# Printing Operation Could not be Completed (error 0x000006be)



## StevenGlen (Dec 11, 2019)

A computer suddenly stopped printing. When print job was sent to any printer, either networked or locally attached, the print spool service would stop. After several restarts, I copied the /Spool folder from a working computer. Now when attempting to print the following error occurs: Operation Could Not Be completed (error 0x000006be) The remote procedure call failed.

I've tried check disk, system file checker, and DSIM with no luck. I attempted a system restore but that failed in progress. My next move would be to reload the system. I'd like other ideas first, please?


----------



## Couriant (Mar 26, 2002)

It seems the error may be due to corrupt print drivers. Delete and remove the printer/drivers and download the latest driver from the vendor's website.


----------



## StevenGlen (Dec 11, 2019)

I follow your logic and thank you. This computer has around a dozen different printers with 10 of those mapped via group policy. Two of them are local printers. Would uninstalling all of them be the correct procedure? Thank you for your input.


----------



## Couriant (Mar 26, 2002)

I should have realized that this was not a simple home computer.... :/

Since there are a few on GPO, did anyone update the printer drivers on the server by chance?

Are the printers the same model (for the most part?)

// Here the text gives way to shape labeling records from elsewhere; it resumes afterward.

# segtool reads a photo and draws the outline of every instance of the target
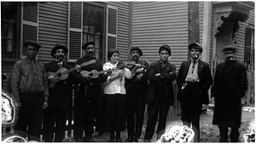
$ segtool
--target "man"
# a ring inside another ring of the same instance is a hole
[[[149,85],[147,91],[146,103],[148,104],[148,120],[147,124],[144,142],[150,142],[159,115],[157,140],[166,131],[166,115],[174,103],[172,82],[176,79],[176,66],[168,61],[171,49],[162,45],[159,49],[160,60],[150,65],[148,70]]]
[[[92,134],[96,118],[98,116],[102,92],[102,84],[107,80],[108,74],[102,74],[96,78],[92,78],[86,74],[80,74],[80,71],[90,72],[103,70],[103,65],[100,60],[94,56],[94,42],[87,42],[82,49],[85,52],[85,56],[79,59],[75,62],[77,77],[75,80],[79,84],[79,91],[75,100],[75,139],[76,141],[82,141],[82,135],[84,130],[85,136],[84,142],[93,142]],[[85,66],[79,64],[96,60],[96,62]]]
[[[207,90],[212,84],[209,65],[201,60],[201,46],[194,43],[189,45],[190,60],[182,63],[177,77],[177,101],[181,102],[182,121],[195,131],[194,141],[200,138],[200,114],[202,104],[208,104]]]
[[[65,70],[71,68],[64,61],[64,57],[67,52],[68,49],[66,47],[56,44],[50,53],[55,60],[45,64],[49,95],[48,107],[44,117],[44,138],[45,142],[61,142],[65,138],[67,113],[72,102],[72,77],[69,73],[68,78],[63,79],[62,76],[59,77],[55,72],[65,72]],[[54,133],[55,133],[55,139]]]
[[[145,97],[148,85],[147,79],[149,63],[139,60],[143,55],[143,51],[138,47],[132,47],[131,55],[131,62],[135,64],[131,71],[135,72],[135,74],[131,79],[126,79],[125,84],[127,92],[128,130],[126,142],[132,142],[133,141],[138,142],[144,120]]]
[[[245,66],[236,61],[236,49],[233,45],[223,49],[225,61],[217,66],[214,77],[212,90],[215,106],[212,124],[218,125],[219,142],[228,142],[229,127],[231,128],[231,142],[239,141],[241,98],[247,89],[247,78]]]
[[[15,130],[28,134],[29,141],[39,141],[43,108],[48,107],[47,75],[44,66],[36,60],[41,45],[26,41],[24,46],[26,58],[15,64],[12,74],[12,95],[20,109]]]

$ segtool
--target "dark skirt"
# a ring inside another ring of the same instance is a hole
[[[96,131],[125,131],[125,95],[103,95]]]

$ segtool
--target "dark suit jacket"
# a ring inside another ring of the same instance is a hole
[[[60,69],[56,61],[47,63],[44,66],[46,72],[55,72]],[[64,62],[62,67],[70,69],[71,66]],[[70,108],[72,101],[72,77],[73,73],[69,73],[66,80],[61,80],[53,88],[49,89],[48,108],[55,108],[58,105],[63,110]]]
[[[182,101],[185,99],[185,96],[181,94],[181,88],[183,84],[184,83],[191,60],[185,60],[182,63],[177,77],[177,84],[178,88],[178,95],[177,95],[177,101]],[[201,97],[201,102],[203,104],[209,104],[209,97],[208,97],[208,89],[211,87],[212,84],[212,78],[211,74],[211,70],[209,65],[202,60],[198,61],[198,77],[199,81],[201,86],[201,91],[199,96]]]
[[[173,106],[174,103],[174,92],[172,89],[172,82],[176,79],[176,66],[171,63],[167,63],[165,66],[163,72],[161,69],[160,60],[152,63],[148,70],[149,85],[146,94],[146,103],[151,103],[154,99],[156,85],[161,84],[164,88],[165,94],[167,97],[167,103]],[[156,77],[156,73],[160,73],[160,77]]]

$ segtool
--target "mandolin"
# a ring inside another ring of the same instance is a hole
[[[113,68],[113,69],[109,69],[109,70],[105,70],[105,71],[100,71],[98,72],[97,70],[92,70],[90,72],[88,72],[88,71],[81,71],[80,73],[83,75],[83,74],[85,74],[87,76],[90,76],[90,78],[96,78],[99,77],[100,74],[102,74],[102,73],[105,73],[105,72],[113,72],[116,70],[116,68]]]
[[[95,62],[96,62],[96,60],[91,60],[90,61],[84,62],[84,63],[80,64],[79,66],[87,66],[87,65],[90,65],[90,64],[92,64],[92,63],[95,63]],[[61,67],[55,72],[47,72],[47,74],[48,74],[48,76],[54,76],[54,77],[56,77],[56,78],[60,78],[60,80],[65,80],[68,78],[68,73],[72,72],[75,69],[76,69],[75,67],[72,67],[72,68],[67,70],[65,67]],[[55,85],[55,83],[49,83],[49,88],[52,88]]]

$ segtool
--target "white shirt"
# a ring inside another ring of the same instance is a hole
[[[118,63],[113,65],[110,62],[105,63],[103,65],[103,71],[116,68],[117,64]],[[106,81],[107,85],[104,88],[104,94],[108,94],[108,95],[126,94],[126,90],[125,90],[125,84],[124,84],[125,83],[122,82],[125,79],[123,79],[121,77],[118,78],[117,79],[109,83],[110,78],[116,75],[119,71],[121,71],[121,70],[114,70],[112,72],[111,76],[108,76],[108,78]],[[125,77],[128,79],[131,79],[132,78],[131,71],[127,68],[125,68]]]

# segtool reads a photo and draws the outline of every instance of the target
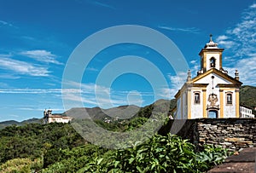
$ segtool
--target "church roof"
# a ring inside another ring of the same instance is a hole
[[[242,84],[242,83],[240,82],[239,80],[236,80],[236,78],[230,77],[230,75],[228,75],[226,73],[224,73],[224,72],[220,72],[219,70],[217,70],[216,68],[211,68],[210,70],[207,71],[206,72],[196,76],[195,78],[192,78],[191,81],[189,81],[189,83],[193,84],[193,83],[200,80],[201,78],[203,78],[204,77],[206,77],[206,76],[207,76],[208,74],[211,74],[211,73],[215,73],[215,74],[222,77],[223,78],[230,81],[230,83],[232,83],[234,84],[236,84],[236,85],[239,85],[239,86]]]
[[[208,71],[207,71],[206,72],[204,73],[201,73],[198,76],[196,76],[195,78],[192,78],[191,80],[189,81],[187,81],[183,85],[183,87],[181,88],[181,89],[179,89],[177,91],[177,93],[175,95],[175,97],[177,98],[182,90],[183,90],[186,87],[202,87],[202,88],[206,88],[209,84],[195,84],[196,81],[208,76],[209,74],[212,74],[212,73],[215,73],[217,74],[218,76],[220,76],[221,78],[223,78],[224,79],[230,82],[232,84],[218,84],[218,85],[220,86],[220,87],[231,87],[231,86],[235,86],[235,87],[240,87],[242,83],[240,82],[239,80],[236,80],[236,78],[229,76],[228,74],[226,73],[224,73],[222,72],[220,72],[219,70],[217,70],[216,68],[212,68]]]

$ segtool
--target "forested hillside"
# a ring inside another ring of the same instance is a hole
[[[122,126],[102,125],[131,131],[147,120],[136,117]],[[196,153],[193,144],[170,134],[137,141],[131,148],[106,149],[87,142],[69,124],[9,126],[0,138],[0,172],[198,172],[229,155],[211,146]]]

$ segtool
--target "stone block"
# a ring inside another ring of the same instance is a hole
[[[244,141],[244,138],[241,137],[233,137],[233,138],[225,138],[224,139],[225,141]]]

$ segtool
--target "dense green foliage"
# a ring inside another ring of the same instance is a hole
[[[63,159],[44,172],[203,172],[228,156],[226,150],[212,146],[194,151],[186,140],[156,135],[123,150],[104,151],[91,145],[65,150]]]
[[[0,164],[14,159],[44,159],[48,166],[60,159],[60,149],[85,144],[68,124],[29,124],[0,130]]]
[[[122,130],[145,120],[135,118]],[[155,135],[126,149],[102,148],[87,143],[68,124],[9,126],[0,137],[0,172],[202,172],[228,156],[213,147],[196,153],[187,140],[171,135]]]

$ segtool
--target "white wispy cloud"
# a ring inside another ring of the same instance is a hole
[[[9,57],[0,55],[0,68],[9,70],[16,74],[26,74],[29,76],[49,76],[50,72],[46,67],[33,65],[28,62],[14,60]]]
[[[225,48],[224,66],[229,74],[234,76],[236,69],[240,72],[240,80],[244,84],[256,85],[256,3],[242,13],[240,22],[228,29],[216,39],[220,47]],[[227,61],[226,61],[227,60]],[[225,63],[227,62],[227,63]]]
[[[99,2],[99,1],[94,1],[93,3],[95,5],[97,5],[97,6],[101,6],[101,7],[104,7],[104,8],[108,8],[108,9],[115,9],[115,8],[110,4],[107,4],[105,3],[102,3],[102,2]]]
[[[22,51],[20,54],[29,58],[32,58],[40,62],[62,65],[61,62],[56,61],[57,56],[55,55],[44,49],[26,50]]]
[[[11,23],[9,23],[9,22],[3,21],[3,20],[0,20],[0,26],[10,26],[10,27],[14,27],[14,26]]]
[[[165,99],[172,99],[177,90],[181,89],[187,79],[186,72],[179,72],[177,75],[168,74],[170,87],[160,89],[160,96]]]
[[[185,32],[192,33],[199,33],[200,30],[195,27],[186,27],[186,28],[178,28],[178,27],[171,27],[166,26],[159,26],[158,28],[168,30],[172,32]]]

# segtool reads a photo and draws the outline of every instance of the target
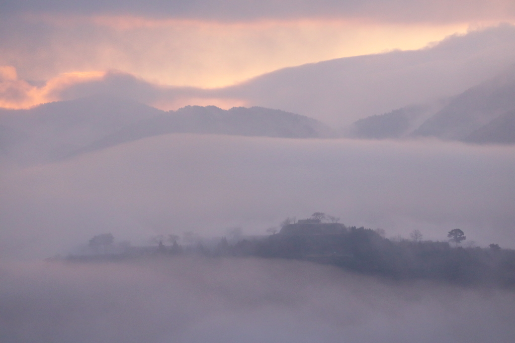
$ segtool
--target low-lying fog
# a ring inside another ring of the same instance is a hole
[[[93,236],[265,234],[320,211],[387,237],[515,247],[515,147],[438,141],[171,134],[52,164],[0,168],[1,256],[66,254]]]
[[[515,297],[308,262],[0,264],[6,343],[506,343]]]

I think I would remove all printers and try to reinstall a local printer. Then we can look at the print spooler if it continues.


----------



## StevenGlen (Dec 11, 2019)

Couriant, Thanks for the help, you nailed it. I used the print plug in to the MMC to remove the print drivers and discovered something. There was a print driver installed for a long ago removed printer. It took some manipulation to remove it, but once it was gone printing returned again. I did download the latest drivers for each local printer and all is back to normal. My thanks for the assist!


----------



## Couriant (Mar 26, 2002)

Awesome


----------